I believe I have a continuous flow of ideas, memories, and thoughts running through my mind, and this is probably why I find it difficult to sleep and, unfortunately, begin working. Sometimes I'm just too distracted to remember, but mostly, I've used a technique I learned along with essential planning principles and tools from Anthony Pangilinan, from his Time Management & Prioritization training program. Then again, years later, a modified version,from a writing class conducted by columnist Barbara Gonzalez. Below is how I put these principles together to help give my mind some rest, save ideas that could otherwise just evaporate and stay lost forever, and go beyond staring at a blank wall:
- Write all ideas down immediately. Have a notepad or whatever gadget you're more comfortable with, handy. I get a lot of a-ha! moments and ideas when I'm in the shower (don't ask me why) or upon waking, so a notepad is really what works best for me. Then focus on the task before you (the shower, getting up, going back to work...). As someone once said, "free your mind; write it down".
- Mind map. This is, so far, the best technique I had ever learned, as far as planning and getting started on anything, including writing a story. A mind map helps develop your ideas, gives you an overview of an entire project, plan, story, etc. When in a writing rut, a mind map always helps me find my story hook and get beyond that. Without it, I find myself staring at a blank monitor with a blinking cursor. This technique also helps me take down notes during an interview. Whatever, it works better than long lists, is more attractive to look at, and doesn't take too much sheets of paper. Read about mind map at http://www.mind-mapping.co.uk/make-mind-map.htm ,and check out https://bubbl.us/ and http://dabbleboard.com/ for digital versions.
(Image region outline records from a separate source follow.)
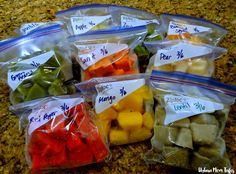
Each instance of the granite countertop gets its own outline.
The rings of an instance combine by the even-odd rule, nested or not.
[[[161,12],[181,13],[205,18],[226,27],[229,31],[220,46],[228,49],[223,58],[215,62],[215,78],[236,85],[236,3],[234,0],[2,0],[0,4],[0,40],[15,36],[14,30],[26,22],[54,20],[54,13],[86,3],[111,3],[147,10],[156,15]],[[0,82],[0,173],[29,173],[24,156],[24,130],[19,130],[19,119],[8,111],[9,89]],[[227,153],[236,172],[236,104],[231,108],[224,132]],[[72,170],[50,173],[193,173],[162,164],[147,166],[144,153],[150,142],[111,148],[112,161]]]

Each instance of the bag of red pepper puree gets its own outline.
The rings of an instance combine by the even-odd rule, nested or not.
[[[145,161],[198,172],[232,171],[222,133],[236,86],[164,71],[152,72],[150,86],[157,105],[152,149]]]
[[[37,99],[10,108],[26,128],[26,160],[32,171],[102,162],[109,149],[78,95]]]
[[[73,93],[71,60],[57,44],[66,38],[59,25],[0,43],[0,79],[11,89],[12,104]]]
[[[188,39],[217,45],[227,33],[225,28],[201,18],[167,13],[161,14],[160,18],[168,40]]]
[[[154,123],[150,74],[93,78],[76,84],[89,102],[111,145],[144,141]]]
[[[82,80],[139,73],[133,50],[146,34],[146,27],[141,26],[69,37],[68,42],[74,48],[72,59],[82,67]]]

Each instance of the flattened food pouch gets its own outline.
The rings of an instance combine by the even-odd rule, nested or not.
[[[76,85],[85,93],[94,88],[95,117],[111,145],[135,143],[152,136],[153,96],[147,77],[137,74],[95,78]]]
[[[56,47],[63,39],[64,31],[53,26],[0,45],[1,78],[12,104],[74,91],[63,84],[72,78],[70,60]]]
[[[236,87],[161,71],[153,71],[150,83],[157,106],[152,149],[145,161],[196,171],[230,169],[222,132]]]

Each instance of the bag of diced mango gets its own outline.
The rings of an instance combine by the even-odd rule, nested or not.
[[[133,49],[146,34],[145,26],[90,32],[69,37],[65,46],[73,48],[71,57],[82,67],[82,81],[93,77],[137,74],[138,60]]]
[[[147,72],[181,71],[211,77],[214,60],[227,49],[188,40],[145,42],[145,46],[155,53],[149,61]]]
[[[94,78],[76,85],[92,100],[95,116],[111,145],[134,143],[152,136],[154,103],[148,79],[148,74],[135,74]]]
[[[182,72],[153,71],[152,149],[145,161],[198,170],[230,169],[222,133],[236,86]]]
[[[168,40],[188,39],[217,45],[227,34],[225,28],[202,18],[167,13],[161,14],[160,18],[160,29]]]

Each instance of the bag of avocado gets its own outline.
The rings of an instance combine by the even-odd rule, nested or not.
[[[152,149],[147,163],[199,170],[230,168],[222,133],[236,86],[182,72],[153,71],[156,100]]]
[[[0,44],[0,79],[11,88],[12,104],[72,92],[71,61],[57,44],[66,38],[59,25]]]

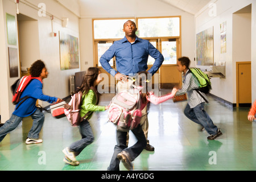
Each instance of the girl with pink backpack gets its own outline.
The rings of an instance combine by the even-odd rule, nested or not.
[[[89,114],[80,123],[79,131],[82,138],[72,143],[69,147],[62,151],[65,154],[63,161],[71,165],[77,166],[79,162],[76,156],[86,146],[91,144],[94,139],[93,133],[88,121],[92,117],[93,111],[103,111],[108,109],[108,106],[98,106],[100,94],[97,91],[97,86],[102,81],[101,71],[97,68],[89,68],[84,76],[82,82],[76,91],[82,93],[82,102],[80,106],[80,116],[82,118]],[[92,86],[95,88],[92,89]]]

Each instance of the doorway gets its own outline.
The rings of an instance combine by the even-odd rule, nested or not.
[[[233,14],[233,60],[236,63],[237,107],[251,105],[251,5]]]
[[[40,58],[38,22],[24,15],[17,14],[20,77],[28,75],[28,69]]]

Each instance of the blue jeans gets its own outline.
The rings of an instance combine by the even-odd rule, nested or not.
[[[39,109],[37,109],[31,115],[31,117],[33,119],[33,125],[27,137],[31,139],[38,139],[39,138],[39,133],[44,123],[44,115]],[[22,117],[19,117],[14,114],[11,115],[9,120],[7,121],[0,127],[0,142],[9,133],[14,130],[19,125],[19,123],[22,121]]]
[[[80,123],[79,131],[82,135],[82,139],[72,143],[69,147],[69,151],[74,152],[76,156],[79,155],[84,148],[94,140],[92,128],[87,119],[84,119]]]
[[[213,124],[209,115],[204,110],[204,102],[201,103],[194,108],[191,108],[188,104],[184,111],[188,119],[203,126],[210,135],[215,135],[218,127]]]
[[[147,145],[147,140],[145,138],[144,132],[142,131],[140,125],[133,130],[131,130],[136,138],[137,142],[130,147],[126,146],[127,132],[117,130],[117,144],[114,148],[114,154],[110,161],[110,164],[108,168],[109,171],[119,171],[119,164],[120,161],[117,158],[117,155],[122,151],[125,151],[129,155],[131,161],[134,159],[142,152]]]

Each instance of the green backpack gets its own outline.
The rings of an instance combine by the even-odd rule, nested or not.
[[[196,68],[192,68],[189,69],[199,81],[198,90],[204,93],[209,93],[212,89],[212,86],[208,75]]]

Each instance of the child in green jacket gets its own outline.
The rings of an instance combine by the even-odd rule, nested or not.
[[[93,133],[88,121],[92,117],[92,112],[102,111],[108,109],[108,106],[97,106],[96,94],[99,96],[98,93],[96,89],[94,89],[95,90],[94,91],[90,89],[91,86],[97,88],[98,84],[102,81],[100,74],[101,71],[98,68],[89,68],[82,84],[76,91],[83,93],[80,111],[81,117],[82,117],[89,111],[91,111],[92,113],[88,114],[79,125],[82,138],[80,140],[73,142],[69,147],[66,147],[63,150],[65,154],[63,161],[68,164],[73,166],[79,165],[79,162],[77,161],[76,156],[94,140]]]

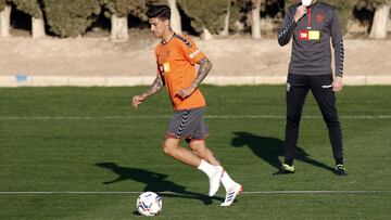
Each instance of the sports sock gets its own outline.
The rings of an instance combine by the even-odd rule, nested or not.
[[[213,177],[217,172],[216,166],[213,166],[203,159],[201,159],[201,164],[197,169],[203,171],[209,178]]]
[[[228,192],[234,190],[236,182],[229,177],[227,171],[223,171],[222,183],[224,189]]]
[[[289,160],[285,160],[283,164],[289,165],[289,166],[293,166],[293,159],[289,159]]]

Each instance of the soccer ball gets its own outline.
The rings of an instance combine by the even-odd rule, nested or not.
[[[162,197],[153,192],[144,192],[137,198],[136,208],[142,216],[156,216],[162,210]]]

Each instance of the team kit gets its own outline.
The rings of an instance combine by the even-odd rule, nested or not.
[[[222,184],[226,197],[220,206],[231,206],[243,186],[228,174],[205,143],[209,135],[204,121],[206,102],[199,86],[211,70],[212,62],[192,39],[172,30],[168,7],[151,7],[146,15],[151,33],[161,39],[155,48],[156,78],[147,91],[133,98],[133,106],[137,107],[163,88],[167,90],[174,115],[167,125],[163,152],[204,172],[210,182],[210,196],[214,196]],[[348,173],[335,95],[342,90],[343,77],[343,40],[338,13],[323,1],[302,0],[286,12],[277,38],[281,47],[292,40],[292,51],[286,85],[285,143],[281,146],[285,160],[275,174],[295,172],[293,161],[301,113],[311,91],[328,129],[336,159],[335,173],[344,177]],[[335,74],[331,68],[331,47]],[[189,147],[182,147],[182,143]]]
- From the mind map, develop action plans and plot against your schedule or to-do list; develop the story outline and start writing. Do something about the idea or thought bubble.
- Keep this map visible. Post it on your board, work station, frame and display it, save it on your computer desktop. Just make sure it stays visible. We need to be reminded sometimes. Often, even more ideas spark from the sight of the mind map.